I don't have to, this isn't a company (hypothetically) using the chip decaps in their platform. Currently the official analogue cores and systems are already based on reverse engineering in ways that are assumed (at least under US jurisprudence, where the company is based) to be covered by decades of precedent, but even then all emulators potentially are DMCA-able, even ones that aren't in for-profit products.

Sega could DMCA this repository right now if they wanted to. To counter it, you would potentially have to go to court with them. It is what it is, not much can be done about the broken DMCA system.

EDIT: Expanding on this, the anti-circumvention provisions have already been used to convince (not compel) Valve software into preemptively stopping the Dolphin emulator under threat of DMCA, due to decryption keys that are from a reverse engineered chip. These are hardware decryption so it would fall under a patent not a copyright, but Valve's legal team didn't want to take the risk of going to court, however they didn't receive a formal DMCA takedown notice either, so this isn't really "legal precedent" per se.

Trade secret law is another risk that any decap project like this could fall under, unless the patents are expired. In the US, patents typically expire 20 years afterwards, everything decapped in this project probably have expired patents, but I don't know that for sure. Nintendo and Sony are the riskier ones to deal with than Sega, given their history of litigiousness.

That all being said, Toya is right, I feel like this isn't the place to really discuss it, the Analogue pocket devs have a community they already discuss this stuff in.

agg23 commented 10 months ago

We've discussed this core a bit internally, though I haven't personally looked at porting it. The resource requirements and large build time may cause difficulties, though if you can make it fit, it should be an extremely easy port since the design is not "fully integrated" with the MiSTer APIs (much of my trouble was in dealing with edge cases that MiSTer has and were used in the core, but were not obvious to me).
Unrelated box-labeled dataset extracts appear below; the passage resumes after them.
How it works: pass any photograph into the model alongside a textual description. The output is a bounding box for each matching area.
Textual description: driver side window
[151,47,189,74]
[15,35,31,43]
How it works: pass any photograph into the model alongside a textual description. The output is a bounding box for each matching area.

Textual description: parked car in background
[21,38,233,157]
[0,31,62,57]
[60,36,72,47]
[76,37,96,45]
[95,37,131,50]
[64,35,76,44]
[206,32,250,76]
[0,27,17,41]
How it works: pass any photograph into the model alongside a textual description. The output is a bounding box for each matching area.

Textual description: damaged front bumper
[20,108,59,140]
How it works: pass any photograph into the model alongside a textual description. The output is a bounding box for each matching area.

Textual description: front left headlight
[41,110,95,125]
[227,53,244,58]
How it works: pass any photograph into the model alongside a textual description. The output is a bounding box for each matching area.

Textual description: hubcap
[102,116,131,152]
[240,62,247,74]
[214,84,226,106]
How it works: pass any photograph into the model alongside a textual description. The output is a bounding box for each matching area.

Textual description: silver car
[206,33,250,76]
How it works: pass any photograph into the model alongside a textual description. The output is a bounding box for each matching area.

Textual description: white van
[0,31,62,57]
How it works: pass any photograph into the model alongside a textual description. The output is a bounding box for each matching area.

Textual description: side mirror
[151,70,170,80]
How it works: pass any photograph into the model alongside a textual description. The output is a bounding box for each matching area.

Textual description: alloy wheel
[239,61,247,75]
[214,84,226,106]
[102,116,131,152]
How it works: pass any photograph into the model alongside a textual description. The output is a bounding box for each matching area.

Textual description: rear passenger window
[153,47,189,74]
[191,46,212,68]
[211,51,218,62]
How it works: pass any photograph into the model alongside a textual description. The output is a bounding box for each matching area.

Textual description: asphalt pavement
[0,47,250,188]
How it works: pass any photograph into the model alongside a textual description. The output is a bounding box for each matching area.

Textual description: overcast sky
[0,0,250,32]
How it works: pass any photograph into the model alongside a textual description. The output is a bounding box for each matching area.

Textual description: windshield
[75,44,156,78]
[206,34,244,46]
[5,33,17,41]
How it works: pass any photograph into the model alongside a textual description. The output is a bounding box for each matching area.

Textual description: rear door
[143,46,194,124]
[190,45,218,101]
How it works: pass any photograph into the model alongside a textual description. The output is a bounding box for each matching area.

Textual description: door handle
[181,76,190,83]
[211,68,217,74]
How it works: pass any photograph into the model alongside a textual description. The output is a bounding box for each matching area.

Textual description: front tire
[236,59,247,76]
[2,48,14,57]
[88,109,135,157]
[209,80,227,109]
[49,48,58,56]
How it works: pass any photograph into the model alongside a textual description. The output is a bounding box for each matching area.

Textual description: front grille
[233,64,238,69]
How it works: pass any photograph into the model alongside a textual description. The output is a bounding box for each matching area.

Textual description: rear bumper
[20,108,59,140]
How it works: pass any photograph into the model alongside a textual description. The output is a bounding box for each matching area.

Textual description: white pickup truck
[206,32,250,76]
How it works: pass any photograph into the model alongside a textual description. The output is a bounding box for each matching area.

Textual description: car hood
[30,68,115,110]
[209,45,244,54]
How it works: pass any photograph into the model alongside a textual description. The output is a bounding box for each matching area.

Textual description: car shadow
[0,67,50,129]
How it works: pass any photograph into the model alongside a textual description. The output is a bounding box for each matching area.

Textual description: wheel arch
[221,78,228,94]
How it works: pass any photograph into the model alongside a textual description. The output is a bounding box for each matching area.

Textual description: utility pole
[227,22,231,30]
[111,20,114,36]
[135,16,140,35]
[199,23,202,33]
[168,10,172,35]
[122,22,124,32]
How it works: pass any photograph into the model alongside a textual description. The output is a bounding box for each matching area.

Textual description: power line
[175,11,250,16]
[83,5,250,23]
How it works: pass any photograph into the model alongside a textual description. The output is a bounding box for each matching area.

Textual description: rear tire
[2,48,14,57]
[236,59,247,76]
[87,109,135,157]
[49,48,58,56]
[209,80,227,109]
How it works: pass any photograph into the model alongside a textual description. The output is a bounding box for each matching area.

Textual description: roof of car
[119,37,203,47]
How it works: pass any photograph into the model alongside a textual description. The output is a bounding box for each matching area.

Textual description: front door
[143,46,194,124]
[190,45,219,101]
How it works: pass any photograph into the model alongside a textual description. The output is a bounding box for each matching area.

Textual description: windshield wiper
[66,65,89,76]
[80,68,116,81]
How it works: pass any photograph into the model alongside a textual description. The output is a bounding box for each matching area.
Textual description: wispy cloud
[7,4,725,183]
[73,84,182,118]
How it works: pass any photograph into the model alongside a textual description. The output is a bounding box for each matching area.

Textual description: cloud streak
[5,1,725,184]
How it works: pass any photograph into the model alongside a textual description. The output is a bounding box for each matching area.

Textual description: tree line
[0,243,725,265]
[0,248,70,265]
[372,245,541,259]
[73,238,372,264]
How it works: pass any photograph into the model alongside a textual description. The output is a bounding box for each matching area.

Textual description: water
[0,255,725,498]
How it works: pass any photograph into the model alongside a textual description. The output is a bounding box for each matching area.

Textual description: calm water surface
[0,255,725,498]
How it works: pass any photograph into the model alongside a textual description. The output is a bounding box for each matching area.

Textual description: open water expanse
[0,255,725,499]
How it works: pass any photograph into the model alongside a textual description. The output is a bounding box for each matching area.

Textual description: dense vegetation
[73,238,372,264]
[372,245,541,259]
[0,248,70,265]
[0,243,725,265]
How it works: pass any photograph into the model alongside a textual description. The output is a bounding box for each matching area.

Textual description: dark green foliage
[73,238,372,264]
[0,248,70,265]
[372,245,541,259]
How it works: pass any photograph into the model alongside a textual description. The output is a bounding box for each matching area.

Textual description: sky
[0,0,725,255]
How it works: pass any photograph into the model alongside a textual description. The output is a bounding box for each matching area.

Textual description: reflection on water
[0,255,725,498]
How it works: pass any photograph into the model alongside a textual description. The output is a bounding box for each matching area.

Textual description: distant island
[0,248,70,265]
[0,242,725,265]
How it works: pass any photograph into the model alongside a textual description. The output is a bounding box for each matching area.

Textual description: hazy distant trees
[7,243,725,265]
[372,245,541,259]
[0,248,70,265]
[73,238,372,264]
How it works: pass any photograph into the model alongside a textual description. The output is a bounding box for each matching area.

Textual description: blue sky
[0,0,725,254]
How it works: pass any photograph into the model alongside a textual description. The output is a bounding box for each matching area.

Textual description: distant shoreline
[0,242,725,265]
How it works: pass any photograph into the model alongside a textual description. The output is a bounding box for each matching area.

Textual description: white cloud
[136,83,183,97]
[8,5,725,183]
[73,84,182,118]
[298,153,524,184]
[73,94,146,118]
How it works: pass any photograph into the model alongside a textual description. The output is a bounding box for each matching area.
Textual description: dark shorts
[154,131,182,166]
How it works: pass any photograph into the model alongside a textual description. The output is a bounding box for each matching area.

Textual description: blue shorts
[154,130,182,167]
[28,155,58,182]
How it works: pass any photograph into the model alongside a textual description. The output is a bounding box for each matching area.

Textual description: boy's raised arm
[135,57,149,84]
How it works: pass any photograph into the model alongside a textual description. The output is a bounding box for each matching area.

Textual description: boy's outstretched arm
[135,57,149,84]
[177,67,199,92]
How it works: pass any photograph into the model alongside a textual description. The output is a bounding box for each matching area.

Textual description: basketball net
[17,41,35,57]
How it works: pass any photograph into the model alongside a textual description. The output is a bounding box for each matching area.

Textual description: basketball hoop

On the concept of the licensing. I will point out that it is extremely likely that you are not using an open source computer to write this post, and thus any such code you run on it is running on a "commercial product". MiSTer is a commercial product if you are using the DE-10 Nano, and it is anyway as it's using an Intel FPGA.

If a large corporation comes after small OSS projects like this, ultimately there's nothing we can do about it, but running this core on an Analogue Pocket will not be the catalyst.

sorgelig commented 10 months ago

MiSTer is a commercial product

MiSTer is not commercial product. It's like calling Linux (or any other free software) as a commercial product because it's running on PC which you have to buy.

agg23 commented 10 months ago

Yes, I understand that. I was pointing out the ridiculousness of the argument.

SegaSnatcher commented 10 months ago

@ogamespec explain this to SEGA.

Basing your core on decapped chip dies does not change the laws of being allowed to make ports.

If someone can port cores to the DE-10 Nano then they can port it to the Pocket as well.

The only issue would be if Analogue themselves released hardware using open source cores, but they don't as all their cores are developed in house. Giving the ability for third parties to port for their own use is 100% legal and would fall under "home and educational" purposes.

birdybro commented 9 months ago

@Michael-Prince-Sharpe - You can probably close this issue as it's not relevant to this repository. Anyone can fork the source code themselves and attempt to port it to any platform they like (as long as they abide by the rules of the GPL2 license).